Die Jeskows treten als einziges Paar auf; Katrin Filzen spielte Lukas' Mutter Marina mit ausgefeilter Körpersprache, ständig schwankend zwischen ihrer absoluten, bis zu völligem Ausschalten aller Kritik an ihm gehenden Liebe zu ihrem Sohn, ihrem Heimweh nach Köln, ihrem Aufmüpfen gegen ihren in den Osten zwangsversetzten Mann und ihren festen Vorstellungen von Anstand und Gutmenschentum. Thomas Martin zeigte sehr überzeugend ihren Ehemann Patrick als ebenso unsicheres und deshalb zu extremen Einschätzungen und Ausbrüchen neigendes Möchtegern-Mannsbild.
Zwischen den Leskows und den zwei Ossis Heider und Grabowski gibt es immer wieder Scharmützel, doch haben alle die typische Wessi-Managerin Jessica Höfel zu ihrer Klasseneltern-sprecherin gemacht.
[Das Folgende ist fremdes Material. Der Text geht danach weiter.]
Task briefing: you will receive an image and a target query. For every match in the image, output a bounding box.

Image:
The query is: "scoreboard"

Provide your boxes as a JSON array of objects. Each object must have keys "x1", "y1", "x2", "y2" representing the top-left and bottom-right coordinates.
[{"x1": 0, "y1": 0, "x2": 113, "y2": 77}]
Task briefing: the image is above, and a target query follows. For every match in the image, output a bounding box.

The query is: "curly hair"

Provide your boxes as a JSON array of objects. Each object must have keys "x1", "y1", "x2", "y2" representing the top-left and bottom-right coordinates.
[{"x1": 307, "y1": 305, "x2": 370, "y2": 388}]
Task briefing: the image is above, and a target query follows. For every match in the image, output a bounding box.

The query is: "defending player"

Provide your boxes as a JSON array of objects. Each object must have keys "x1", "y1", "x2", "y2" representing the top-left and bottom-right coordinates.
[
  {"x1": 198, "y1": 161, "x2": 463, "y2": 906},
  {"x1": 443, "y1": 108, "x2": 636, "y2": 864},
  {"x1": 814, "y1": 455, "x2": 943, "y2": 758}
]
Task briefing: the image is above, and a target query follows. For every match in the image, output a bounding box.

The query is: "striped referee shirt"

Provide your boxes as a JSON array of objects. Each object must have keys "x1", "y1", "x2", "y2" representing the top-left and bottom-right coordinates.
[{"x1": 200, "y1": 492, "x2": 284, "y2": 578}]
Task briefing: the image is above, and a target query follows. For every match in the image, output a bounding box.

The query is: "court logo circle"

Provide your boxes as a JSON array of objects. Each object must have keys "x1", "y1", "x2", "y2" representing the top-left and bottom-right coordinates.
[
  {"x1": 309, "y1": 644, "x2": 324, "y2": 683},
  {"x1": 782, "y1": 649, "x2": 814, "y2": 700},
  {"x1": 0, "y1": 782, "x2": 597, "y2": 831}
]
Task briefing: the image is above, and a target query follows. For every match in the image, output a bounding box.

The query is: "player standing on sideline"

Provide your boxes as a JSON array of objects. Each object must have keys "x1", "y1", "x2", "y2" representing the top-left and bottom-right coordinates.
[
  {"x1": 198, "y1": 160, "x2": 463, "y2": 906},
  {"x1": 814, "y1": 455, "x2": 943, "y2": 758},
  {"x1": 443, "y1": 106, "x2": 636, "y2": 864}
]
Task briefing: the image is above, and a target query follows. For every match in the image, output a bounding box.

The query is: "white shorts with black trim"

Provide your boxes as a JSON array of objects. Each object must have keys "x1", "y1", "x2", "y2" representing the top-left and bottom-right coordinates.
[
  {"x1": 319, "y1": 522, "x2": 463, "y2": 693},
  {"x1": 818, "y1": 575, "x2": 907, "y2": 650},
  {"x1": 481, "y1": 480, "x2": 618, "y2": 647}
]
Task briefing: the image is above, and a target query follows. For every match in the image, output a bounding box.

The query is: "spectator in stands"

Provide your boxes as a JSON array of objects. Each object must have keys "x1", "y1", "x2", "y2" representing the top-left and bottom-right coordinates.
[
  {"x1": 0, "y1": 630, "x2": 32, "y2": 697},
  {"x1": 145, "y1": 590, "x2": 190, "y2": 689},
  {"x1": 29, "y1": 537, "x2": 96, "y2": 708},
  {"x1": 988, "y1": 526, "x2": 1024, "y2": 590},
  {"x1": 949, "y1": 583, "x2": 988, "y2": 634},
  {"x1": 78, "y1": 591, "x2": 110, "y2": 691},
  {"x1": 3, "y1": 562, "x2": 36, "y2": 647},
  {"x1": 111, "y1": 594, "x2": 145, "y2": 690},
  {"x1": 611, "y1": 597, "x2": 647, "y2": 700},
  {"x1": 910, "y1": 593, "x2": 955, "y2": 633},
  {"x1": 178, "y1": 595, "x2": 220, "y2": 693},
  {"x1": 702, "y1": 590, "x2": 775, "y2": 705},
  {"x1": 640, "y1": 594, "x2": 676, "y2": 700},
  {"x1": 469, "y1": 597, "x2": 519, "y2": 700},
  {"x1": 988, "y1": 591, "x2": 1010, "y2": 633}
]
Andrea Lüdke versah sie mit glatter, straffer Effektivität und arroganter Skrupellosigkeit im Umgang mit der Handtasche und dem Privatleben der Lehrerin. Diese spielte Claudia Rieschel sehr eindrucksvoll in ihrer nachdenklichen Verletzlichkeit ebenso wie in ihrer selbstbewussten Souveränität.

Publikum restlos begeistert

Das Publikum war restlos begeistert von diesem ziemlich realistischen Blick in den heutigen Schulalltag, dessen tragikomisches Potenzial in der Aufführung dieser Truppe so hautnah rüberkam. Es gab langen, begeisterten rhythmischen Beifall, bis die Schauspieler einfach nicht mehr rauskamen nach diesem großartigen Abend.